つわぶきは冷凍して保存ができるので、たくさん取れる時期に冷凍しておいて、煮物などに入れて一年中食べることもできますが、食感や風味が落ちてしまうので、取れる時期にめいっぱい食べて、次の年の旬がやって来るのを楽しみにしています。
天ぷらにしてみる
湯がいたつわぶきの茎の太い部分を天ぷらにしました。
実家からは葉は邪魔になるので取って送ってきましたが、数本葉がついたままのものがあったので、そのまま湯がかずに衣をつけて揚げました。
大きくなった葉は硬くて苦くてとても食べられませんが、産毛の生えている若い葉は天ぷらにするとおいしく食べられます。
ついでにそらまめの芯芽も一緒に揚げました。
1袋80円で売っていたのですが、たくさんは採れない部分なので、普通は農家の方がおうちで楽しむ食べ方です。
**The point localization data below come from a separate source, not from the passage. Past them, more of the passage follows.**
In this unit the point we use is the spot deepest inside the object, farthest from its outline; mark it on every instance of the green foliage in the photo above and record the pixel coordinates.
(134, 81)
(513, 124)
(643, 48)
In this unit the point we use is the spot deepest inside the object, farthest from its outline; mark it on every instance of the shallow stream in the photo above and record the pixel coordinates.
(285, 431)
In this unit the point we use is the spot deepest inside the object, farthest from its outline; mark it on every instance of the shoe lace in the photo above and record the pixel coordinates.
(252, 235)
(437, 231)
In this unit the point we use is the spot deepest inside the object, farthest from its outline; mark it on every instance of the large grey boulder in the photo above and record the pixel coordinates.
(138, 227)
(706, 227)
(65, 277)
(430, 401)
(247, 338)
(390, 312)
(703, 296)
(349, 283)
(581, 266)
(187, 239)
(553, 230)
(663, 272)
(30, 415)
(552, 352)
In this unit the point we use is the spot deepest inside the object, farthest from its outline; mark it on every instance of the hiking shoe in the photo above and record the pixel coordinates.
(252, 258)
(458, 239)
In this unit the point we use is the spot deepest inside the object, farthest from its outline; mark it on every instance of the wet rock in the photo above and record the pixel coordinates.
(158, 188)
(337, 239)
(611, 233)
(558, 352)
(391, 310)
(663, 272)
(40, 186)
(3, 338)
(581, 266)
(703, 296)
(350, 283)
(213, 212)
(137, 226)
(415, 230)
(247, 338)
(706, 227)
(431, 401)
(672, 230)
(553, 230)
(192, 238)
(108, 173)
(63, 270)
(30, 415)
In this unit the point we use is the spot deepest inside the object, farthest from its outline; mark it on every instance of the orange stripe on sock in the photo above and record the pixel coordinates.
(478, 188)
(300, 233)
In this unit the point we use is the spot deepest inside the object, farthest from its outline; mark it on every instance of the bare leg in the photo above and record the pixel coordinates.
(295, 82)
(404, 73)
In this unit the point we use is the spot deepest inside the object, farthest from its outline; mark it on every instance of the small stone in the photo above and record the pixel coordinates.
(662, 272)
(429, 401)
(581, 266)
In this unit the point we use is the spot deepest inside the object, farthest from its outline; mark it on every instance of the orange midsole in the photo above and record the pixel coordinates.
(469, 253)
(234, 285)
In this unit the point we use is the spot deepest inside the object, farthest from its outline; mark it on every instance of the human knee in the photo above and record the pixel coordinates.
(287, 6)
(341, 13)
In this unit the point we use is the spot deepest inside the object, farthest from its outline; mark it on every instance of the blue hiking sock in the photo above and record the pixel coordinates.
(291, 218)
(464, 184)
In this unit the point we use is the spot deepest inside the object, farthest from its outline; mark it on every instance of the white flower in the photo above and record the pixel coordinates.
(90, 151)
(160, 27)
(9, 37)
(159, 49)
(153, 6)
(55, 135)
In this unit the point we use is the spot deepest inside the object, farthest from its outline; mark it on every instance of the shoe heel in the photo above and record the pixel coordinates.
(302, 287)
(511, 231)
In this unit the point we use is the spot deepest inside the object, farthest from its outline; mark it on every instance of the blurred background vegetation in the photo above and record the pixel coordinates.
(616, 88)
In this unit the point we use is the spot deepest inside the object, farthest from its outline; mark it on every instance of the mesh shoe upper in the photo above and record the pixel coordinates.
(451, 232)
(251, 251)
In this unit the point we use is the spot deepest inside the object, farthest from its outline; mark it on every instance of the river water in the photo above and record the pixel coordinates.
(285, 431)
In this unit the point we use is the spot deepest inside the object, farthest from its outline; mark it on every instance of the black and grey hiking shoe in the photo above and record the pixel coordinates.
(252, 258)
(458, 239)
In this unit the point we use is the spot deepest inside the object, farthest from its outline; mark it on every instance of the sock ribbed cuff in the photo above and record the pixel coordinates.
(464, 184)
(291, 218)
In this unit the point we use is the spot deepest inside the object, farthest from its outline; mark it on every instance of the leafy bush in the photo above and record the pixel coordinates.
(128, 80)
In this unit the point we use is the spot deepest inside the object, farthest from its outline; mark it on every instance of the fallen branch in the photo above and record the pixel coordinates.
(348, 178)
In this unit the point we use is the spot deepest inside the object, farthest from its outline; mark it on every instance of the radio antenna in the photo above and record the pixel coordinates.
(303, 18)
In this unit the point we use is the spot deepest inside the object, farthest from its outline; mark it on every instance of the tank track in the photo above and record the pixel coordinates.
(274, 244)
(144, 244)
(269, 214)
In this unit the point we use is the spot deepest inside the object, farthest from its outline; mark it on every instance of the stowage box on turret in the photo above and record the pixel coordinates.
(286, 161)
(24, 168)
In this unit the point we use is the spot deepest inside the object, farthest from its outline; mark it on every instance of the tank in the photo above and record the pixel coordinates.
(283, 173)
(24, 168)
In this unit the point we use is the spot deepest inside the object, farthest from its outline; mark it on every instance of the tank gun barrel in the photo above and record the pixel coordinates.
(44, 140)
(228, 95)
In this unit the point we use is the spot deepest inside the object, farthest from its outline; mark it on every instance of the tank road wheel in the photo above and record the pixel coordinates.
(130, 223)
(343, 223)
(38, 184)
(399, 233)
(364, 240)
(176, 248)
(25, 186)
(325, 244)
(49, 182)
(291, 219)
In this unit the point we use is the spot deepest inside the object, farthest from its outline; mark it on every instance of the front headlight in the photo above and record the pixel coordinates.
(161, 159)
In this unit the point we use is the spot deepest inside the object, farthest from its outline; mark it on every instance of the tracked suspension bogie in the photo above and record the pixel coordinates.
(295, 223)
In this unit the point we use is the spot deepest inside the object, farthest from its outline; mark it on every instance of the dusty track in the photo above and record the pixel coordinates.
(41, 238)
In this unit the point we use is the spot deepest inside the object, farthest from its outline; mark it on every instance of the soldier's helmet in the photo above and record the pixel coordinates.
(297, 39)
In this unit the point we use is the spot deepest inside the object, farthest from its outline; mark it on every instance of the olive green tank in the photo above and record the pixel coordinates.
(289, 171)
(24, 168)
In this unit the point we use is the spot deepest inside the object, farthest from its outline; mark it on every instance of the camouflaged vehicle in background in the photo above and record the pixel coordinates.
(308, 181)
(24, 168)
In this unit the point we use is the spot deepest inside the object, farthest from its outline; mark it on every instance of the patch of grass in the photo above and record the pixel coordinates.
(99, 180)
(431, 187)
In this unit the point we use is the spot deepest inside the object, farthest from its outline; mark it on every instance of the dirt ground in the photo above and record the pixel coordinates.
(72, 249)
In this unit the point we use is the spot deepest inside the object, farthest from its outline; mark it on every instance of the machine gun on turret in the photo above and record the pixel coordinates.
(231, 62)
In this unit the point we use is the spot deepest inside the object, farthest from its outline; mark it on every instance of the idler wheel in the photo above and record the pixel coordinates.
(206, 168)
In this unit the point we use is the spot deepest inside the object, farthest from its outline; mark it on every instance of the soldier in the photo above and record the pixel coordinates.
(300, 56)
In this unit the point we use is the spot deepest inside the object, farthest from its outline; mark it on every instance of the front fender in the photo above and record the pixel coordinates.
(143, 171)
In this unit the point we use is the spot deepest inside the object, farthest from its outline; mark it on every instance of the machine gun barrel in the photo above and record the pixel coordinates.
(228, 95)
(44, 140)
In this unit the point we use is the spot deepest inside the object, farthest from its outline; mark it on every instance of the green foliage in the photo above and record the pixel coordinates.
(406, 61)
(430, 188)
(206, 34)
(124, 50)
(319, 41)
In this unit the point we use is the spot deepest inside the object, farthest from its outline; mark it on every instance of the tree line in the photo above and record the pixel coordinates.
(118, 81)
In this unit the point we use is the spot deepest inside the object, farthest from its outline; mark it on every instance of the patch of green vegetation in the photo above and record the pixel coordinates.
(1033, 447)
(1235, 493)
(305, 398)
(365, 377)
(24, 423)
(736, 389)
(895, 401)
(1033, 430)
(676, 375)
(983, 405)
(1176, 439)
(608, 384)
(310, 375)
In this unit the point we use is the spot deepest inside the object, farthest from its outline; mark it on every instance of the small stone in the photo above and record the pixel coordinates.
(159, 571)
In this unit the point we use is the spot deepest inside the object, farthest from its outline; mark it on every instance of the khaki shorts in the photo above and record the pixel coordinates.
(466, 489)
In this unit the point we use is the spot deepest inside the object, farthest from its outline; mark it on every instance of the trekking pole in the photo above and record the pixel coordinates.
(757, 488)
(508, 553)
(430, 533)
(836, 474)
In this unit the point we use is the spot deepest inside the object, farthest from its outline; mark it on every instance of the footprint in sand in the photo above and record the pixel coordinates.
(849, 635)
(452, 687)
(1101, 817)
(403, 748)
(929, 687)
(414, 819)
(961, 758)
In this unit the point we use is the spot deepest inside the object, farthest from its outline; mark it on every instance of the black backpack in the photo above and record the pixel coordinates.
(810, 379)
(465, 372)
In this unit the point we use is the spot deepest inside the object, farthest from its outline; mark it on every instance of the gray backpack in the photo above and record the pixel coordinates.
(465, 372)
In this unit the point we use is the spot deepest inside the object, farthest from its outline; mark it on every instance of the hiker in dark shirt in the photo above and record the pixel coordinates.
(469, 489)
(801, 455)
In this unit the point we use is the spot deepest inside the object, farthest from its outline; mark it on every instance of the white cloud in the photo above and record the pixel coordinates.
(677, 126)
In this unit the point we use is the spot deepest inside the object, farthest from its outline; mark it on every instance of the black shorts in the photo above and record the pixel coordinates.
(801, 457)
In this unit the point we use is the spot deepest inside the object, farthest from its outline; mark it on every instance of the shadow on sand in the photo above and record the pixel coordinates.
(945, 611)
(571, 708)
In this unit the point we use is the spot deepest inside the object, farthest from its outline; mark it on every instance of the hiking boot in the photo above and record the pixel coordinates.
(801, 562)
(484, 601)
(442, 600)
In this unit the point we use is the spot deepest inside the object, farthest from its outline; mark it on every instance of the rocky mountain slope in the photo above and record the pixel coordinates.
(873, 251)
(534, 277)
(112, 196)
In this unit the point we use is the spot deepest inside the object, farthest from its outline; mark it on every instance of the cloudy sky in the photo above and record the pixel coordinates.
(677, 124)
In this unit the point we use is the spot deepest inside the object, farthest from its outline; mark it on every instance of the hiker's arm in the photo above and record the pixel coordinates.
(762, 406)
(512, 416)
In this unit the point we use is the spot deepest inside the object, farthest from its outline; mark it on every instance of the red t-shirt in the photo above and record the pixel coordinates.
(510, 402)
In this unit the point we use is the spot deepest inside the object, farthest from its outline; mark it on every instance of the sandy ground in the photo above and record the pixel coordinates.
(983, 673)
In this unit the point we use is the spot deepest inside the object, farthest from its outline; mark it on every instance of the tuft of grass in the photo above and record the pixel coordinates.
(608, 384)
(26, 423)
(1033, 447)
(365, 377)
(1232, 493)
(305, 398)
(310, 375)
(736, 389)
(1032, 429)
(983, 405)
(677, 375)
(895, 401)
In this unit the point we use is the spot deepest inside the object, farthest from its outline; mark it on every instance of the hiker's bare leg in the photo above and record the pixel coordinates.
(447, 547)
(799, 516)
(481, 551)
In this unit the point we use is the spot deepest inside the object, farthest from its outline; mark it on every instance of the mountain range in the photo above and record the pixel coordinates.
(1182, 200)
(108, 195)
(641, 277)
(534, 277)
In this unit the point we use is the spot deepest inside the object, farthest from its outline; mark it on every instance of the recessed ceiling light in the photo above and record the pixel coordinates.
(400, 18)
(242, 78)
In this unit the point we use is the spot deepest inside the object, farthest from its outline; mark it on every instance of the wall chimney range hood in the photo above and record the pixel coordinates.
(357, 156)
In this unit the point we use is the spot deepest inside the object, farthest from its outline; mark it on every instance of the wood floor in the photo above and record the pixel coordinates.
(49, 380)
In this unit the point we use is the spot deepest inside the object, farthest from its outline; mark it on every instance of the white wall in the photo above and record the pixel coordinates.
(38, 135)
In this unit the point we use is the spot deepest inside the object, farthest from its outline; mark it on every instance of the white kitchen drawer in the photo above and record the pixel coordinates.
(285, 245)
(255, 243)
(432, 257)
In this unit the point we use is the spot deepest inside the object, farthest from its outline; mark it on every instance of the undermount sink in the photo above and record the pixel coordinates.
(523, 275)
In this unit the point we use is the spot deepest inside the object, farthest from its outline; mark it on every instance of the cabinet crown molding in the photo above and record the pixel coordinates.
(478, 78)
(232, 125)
普段は市場には出まわっていませんが、この日は二袋だけ並んでいましたので、農家の方のおすそ分けだったのでしょうか。
盛りだくさんの天ぷらができました。
煮物や炒めもので食べることが多いつわぶきの茎は、天ぷらでもおいしく食べられました。
葉っぱの方は厚みがあるので「モチっ」とした食感でとても風味がよくて、湯がいてあく抜きをしなくても全然アクが感じられないです。
そらまめの芯芽は、不思議とちゃんとそらまめの味がするんです!
また手に入る機会があればぜひ食べたいです。
お味噌汁にもつわぶきを入れて、つわぶきづくしの晩ご飯になりました。